The recent IT troubled launch of the National Health Care enrollment systems at the federal and state levels is a recent reminder that planning, design, architecture, and stress / performance testing are all critical elements to avoid front page news.
Analysis: IT experts question architecture of Obamacare website.,
Problems at main Obamacare website are being fixed: White House …, ,
Saturday Night Live even joked that it is the equivalent of 1-800 Flowers crashing on Valentine’s Day.
For video operators, their Super Bowl, is well, the Super Bowl. Phone/Wireless companies is Mother’s Day. Brick and Mortar retailers have Black Friday plus the five to six weeks until New Year’s. Online retailers have Cyber Monday, Health care providers have Open Enrollment, college and universities have Registration week. For Wall Street exchanges, every day is a Super Bowl (especially for any high profile IPO launches) and no one is happy when regulatory agencies and Congress gets involved when things go down. For the Top Technology Operations Executive (aka the BIG TOE), these are the moments where praise is lacking when everything goes well. When they don’t criticism and scrutiny abound and executive searchers begin.

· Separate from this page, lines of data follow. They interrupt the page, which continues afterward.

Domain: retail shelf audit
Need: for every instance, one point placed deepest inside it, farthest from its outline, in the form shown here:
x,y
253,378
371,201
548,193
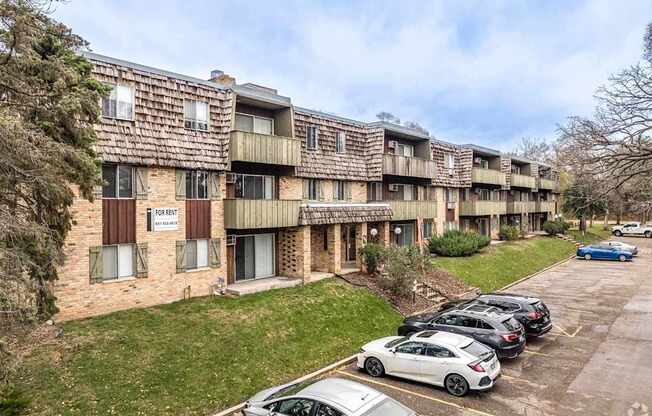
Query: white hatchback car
x,y
453,361
327,397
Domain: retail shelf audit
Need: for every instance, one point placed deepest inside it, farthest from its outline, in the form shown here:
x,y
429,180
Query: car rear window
x,y
476,349
388,407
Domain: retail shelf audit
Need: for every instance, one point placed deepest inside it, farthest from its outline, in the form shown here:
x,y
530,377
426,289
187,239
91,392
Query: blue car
x,y
603,252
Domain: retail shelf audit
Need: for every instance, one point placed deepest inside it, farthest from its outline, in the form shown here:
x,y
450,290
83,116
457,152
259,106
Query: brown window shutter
x,y
140,260
214,188
181,256
180,185
95,265
214,253
141,183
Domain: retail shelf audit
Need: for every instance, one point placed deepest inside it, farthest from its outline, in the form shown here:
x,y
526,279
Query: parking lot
x,y
596,360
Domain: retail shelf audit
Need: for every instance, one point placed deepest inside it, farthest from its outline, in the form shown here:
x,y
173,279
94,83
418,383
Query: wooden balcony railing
x,y
476,208
261,213
408,166
488,176
264,148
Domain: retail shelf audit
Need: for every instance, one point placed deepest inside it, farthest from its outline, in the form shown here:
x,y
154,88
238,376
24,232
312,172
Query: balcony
x,y
476,208
545,206
489,176
523,181
520,207
260,213
263,148
408,166
410,210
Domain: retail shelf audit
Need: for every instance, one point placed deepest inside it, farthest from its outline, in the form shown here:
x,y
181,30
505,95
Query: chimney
x,y
219,77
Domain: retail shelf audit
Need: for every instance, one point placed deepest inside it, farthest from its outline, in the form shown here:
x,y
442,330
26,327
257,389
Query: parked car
x,y
530,311
486,324
632,228
326,397
603,252
452,361
624,246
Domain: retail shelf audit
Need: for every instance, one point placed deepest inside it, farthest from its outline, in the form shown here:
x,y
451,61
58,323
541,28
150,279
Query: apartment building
x,y
212,186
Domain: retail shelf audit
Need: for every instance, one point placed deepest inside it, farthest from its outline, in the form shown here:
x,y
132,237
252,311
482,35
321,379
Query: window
x,y
438,352
117,261
118,181
196,254
196,184
254,124
375,191
339,190
312,139
119,104
405,150
195,115
340,142
254,186
417,348
427,228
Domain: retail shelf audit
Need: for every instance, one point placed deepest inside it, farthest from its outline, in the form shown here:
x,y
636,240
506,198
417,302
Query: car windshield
x,y
476,349
395,342
388,407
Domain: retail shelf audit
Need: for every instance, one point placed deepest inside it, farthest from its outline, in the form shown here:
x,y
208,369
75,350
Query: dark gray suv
x,y
483,323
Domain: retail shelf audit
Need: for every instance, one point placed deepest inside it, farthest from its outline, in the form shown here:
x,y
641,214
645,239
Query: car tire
x,y
374,367
456,385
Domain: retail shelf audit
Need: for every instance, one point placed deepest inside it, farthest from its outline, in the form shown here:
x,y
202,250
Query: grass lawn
x,y
498,265
199,356
593,234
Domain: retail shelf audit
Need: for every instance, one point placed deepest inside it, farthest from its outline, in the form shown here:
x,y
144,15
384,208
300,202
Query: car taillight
x,y
475,366
534,315
510,337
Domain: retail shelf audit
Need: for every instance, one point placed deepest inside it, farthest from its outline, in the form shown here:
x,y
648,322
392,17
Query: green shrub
x,y
509,232
558,226
371,253
457,243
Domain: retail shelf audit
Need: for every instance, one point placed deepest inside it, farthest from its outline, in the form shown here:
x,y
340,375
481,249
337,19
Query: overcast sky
x,y
484,72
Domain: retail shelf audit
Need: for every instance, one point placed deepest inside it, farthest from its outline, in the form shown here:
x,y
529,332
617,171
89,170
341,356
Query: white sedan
x,y
455,362
623,246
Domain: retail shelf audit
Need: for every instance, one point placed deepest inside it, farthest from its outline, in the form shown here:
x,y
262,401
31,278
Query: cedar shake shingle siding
x,y
156,136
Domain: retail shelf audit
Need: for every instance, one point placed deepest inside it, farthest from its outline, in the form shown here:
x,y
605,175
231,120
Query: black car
x,y
483,323
530,311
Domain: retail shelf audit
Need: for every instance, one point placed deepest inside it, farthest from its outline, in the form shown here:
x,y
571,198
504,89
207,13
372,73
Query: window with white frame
x,y
117,261
312,137
254,124
118,181
196,254
340,142
195,115
119,104
196,184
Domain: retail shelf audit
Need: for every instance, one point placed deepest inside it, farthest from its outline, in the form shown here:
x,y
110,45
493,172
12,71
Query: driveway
x,y
597,359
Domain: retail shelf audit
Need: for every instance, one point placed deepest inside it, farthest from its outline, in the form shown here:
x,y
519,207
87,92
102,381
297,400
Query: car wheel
x,y
374,367
456,385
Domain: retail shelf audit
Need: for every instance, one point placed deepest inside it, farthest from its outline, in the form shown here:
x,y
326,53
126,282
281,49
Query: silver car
x,y
327,397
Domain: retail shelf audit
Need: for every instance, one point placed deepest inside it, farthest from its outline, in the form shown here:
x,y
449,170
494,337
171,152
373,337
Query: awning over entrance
x,y
315,214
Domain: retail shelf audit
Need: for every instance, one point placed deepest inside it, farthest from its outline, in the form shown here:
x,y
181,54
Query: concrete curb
x,y
316,373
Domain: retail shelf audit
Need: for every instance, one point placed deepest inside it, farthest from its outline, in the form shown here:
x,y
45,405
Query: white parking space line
x,y
423,396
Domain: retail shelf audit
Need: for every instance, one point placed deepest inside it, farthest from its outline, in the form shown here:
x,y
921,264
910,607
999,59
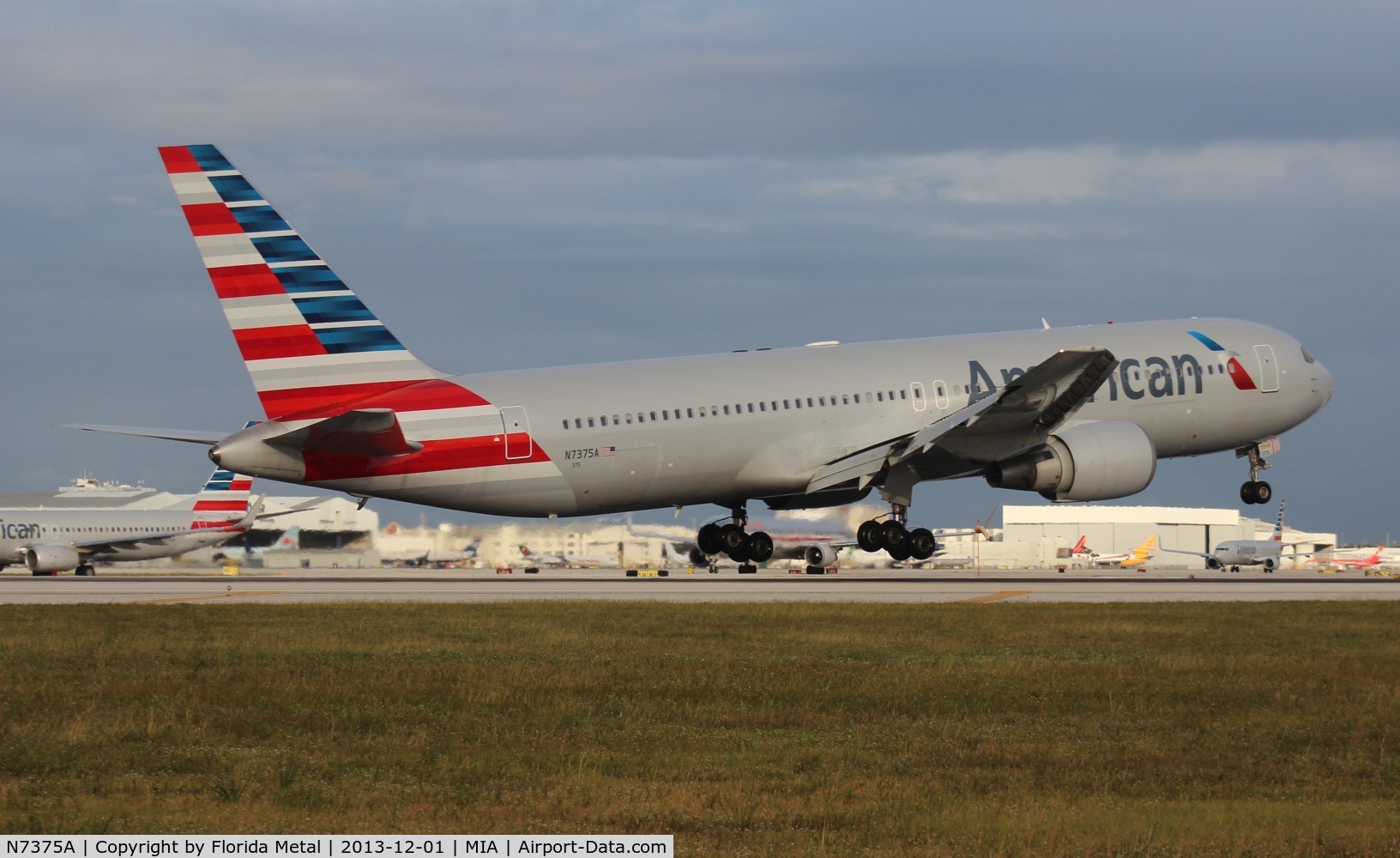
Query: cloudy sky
x,y
535,184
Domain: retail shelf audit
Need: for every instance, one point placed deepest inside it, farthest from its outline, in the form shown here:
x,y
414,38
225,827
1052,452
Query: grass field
x,y
742,729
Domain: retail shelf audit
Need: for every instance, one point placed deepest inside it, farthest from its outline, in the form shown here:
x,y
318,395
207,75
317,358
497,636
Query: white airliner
x,y
1235,553
57,541
1072,414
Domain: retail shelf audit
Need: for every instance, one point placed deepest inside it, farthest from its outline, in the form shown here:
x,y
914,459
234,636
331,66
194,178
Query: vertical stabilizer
x,y
311,346
223,500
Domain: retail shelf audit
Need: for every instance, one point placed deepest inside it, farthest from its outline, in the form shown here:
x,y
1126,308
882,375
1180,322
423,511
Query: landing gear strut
x,y
895,538
745,549
1256,490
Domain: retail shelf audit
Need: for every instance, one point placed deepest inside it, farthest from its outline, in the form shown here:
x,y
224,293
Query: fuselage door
x,y
1267,370
518,444
939,395
916,395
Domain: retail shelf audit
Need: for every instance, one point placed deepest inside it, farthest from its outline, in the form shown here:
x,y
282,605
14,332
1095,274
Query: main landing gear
x,y
731,539
1256,490
895,538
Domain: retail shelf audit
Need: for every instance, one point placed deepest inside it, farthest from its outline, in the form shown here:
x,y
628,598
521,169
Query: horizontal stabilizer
x,y
370,432
188,436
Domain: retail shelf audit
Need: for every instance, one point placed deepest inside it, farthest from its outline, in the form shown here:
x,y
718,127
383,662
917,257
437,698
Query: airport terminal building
x,y
332,531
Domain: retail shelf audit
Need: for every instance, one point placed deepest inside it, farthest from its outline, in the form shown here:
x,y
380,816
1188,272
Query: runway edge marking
x,y
250,592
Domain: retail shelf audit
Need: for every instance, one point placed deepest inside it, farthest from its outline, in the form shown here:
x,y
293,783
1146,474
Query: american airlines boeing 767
x,y
1071,414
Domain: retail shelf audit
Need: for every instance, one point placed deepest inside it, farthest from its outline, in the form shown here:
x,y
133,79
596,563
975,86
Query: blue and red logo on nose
x,y
1232,366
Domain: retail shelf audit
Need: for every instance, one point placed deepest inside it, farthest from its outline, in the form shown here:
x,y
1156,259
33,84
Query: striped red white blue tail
x,y
223,501
311,346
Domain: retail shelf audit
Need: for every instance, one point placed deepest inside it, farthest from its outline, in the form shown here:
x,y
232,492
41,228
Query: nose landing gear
x,y
895,538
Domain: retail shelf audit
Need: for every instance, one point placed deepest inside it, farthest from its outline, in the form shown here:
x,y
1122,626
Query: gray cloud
x,y
532,184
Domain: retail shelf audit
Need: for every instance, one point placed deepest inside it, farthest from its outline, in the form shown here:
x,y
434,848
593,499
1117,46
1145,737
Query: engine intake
x,y
1089,462
51,559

Capacity Planning / Capacity Management is not new and not rocket science. One looks foolish when things tip over for a planned event. Even If expectations were set on what ceiling you have built and tested to sustain/support based on business forecasts you might be but are not necessarily safe.
Here are the 4 stupid questions for which the Big TOE should know the answers or have a process for getting the answers quickly:
- What applications / systems / databases / networks / services will be stressed due to the event or period of time?
- What is their theoretical, tested or historical production peak ceiling capacity?
- What is the forecasted load expected for the event?
- Are you OK or is there a gap and a funded plan to address?
Capacity Management is a good microcosm of the many areas that the Big TOE must master and have a solid discipline. Below is just a sample of areas that should be examined…
Assessment Process – What areas are:
- Red – high risk or unknown?
- Yellow – of concern – watch and have mitigation plan ready
- Green – performance and capacity tested or low risk area
History
- Last year’s volume and transaction rates and latency times
- What failed / disappointed last time?
- What transaction paths, interfaces, services, applications were introduced since the last peak period that have not been performance tested to volumes expected?
- Are there known design risk areas that staff have expressed concern about scalability that went unheeded due to pressure to get functionality into production?
Forecasts
- Sales Targets
- Product Mixes
- Product Launches
- Customer demand expectation
- What will the business be doing / asking that is new or different from last year?
Stress Points
- Pipes: Store network / data center WAN
- Log file space allocations, Database size and connection threads
- Middleware connections
- # of Servers, Caching systems
- Load Balancers and Firewalls
- People (Operations, Engineering, suppliers, vendors, command & control)
Performance / Capacity Testing Competency and Capability
- How confident are you with your testing?
- Environment: Replica or scaled down with extrapolation
- Did you test with expected load (and appropriate transaction mix)?
-
Right tools with the right people in the right way?
Redundancy & Resiliency Assessment
- “What if” scenario planning
- Fail-over and/or overflow readiness
Control Points / Monitoring / Response process / plan
- What are your levers to throttle the demand or allocate more resources quickly?
-
Do you know when the tipping point is approaching? How? Who knows and what processes are in place to inform and react?
Reporting – Executives sometimes ask during the event, how things are going from a business perspective. Can you answer? [By the way, will your tablet and reporting infrastructure support all the execs checking the real-time sales numbers?]
- Channels – Retail Stores, Dealers, Internet/Web
- Store, State, Region, Division, National, International hourly reporting
- Sales Dashboard and Mobile Access (smartphones / tablets)
Change / Release Management:
- What got introduced into production since you started / ended your performance tested at what risk?
If you have concerns about the ability to support Black Friday / Cyber Monday / Super Bowl / Mother’s Day / Valentine’s Day or just plain fantastic business demand , I hope you have enough calendar and budget runway to address!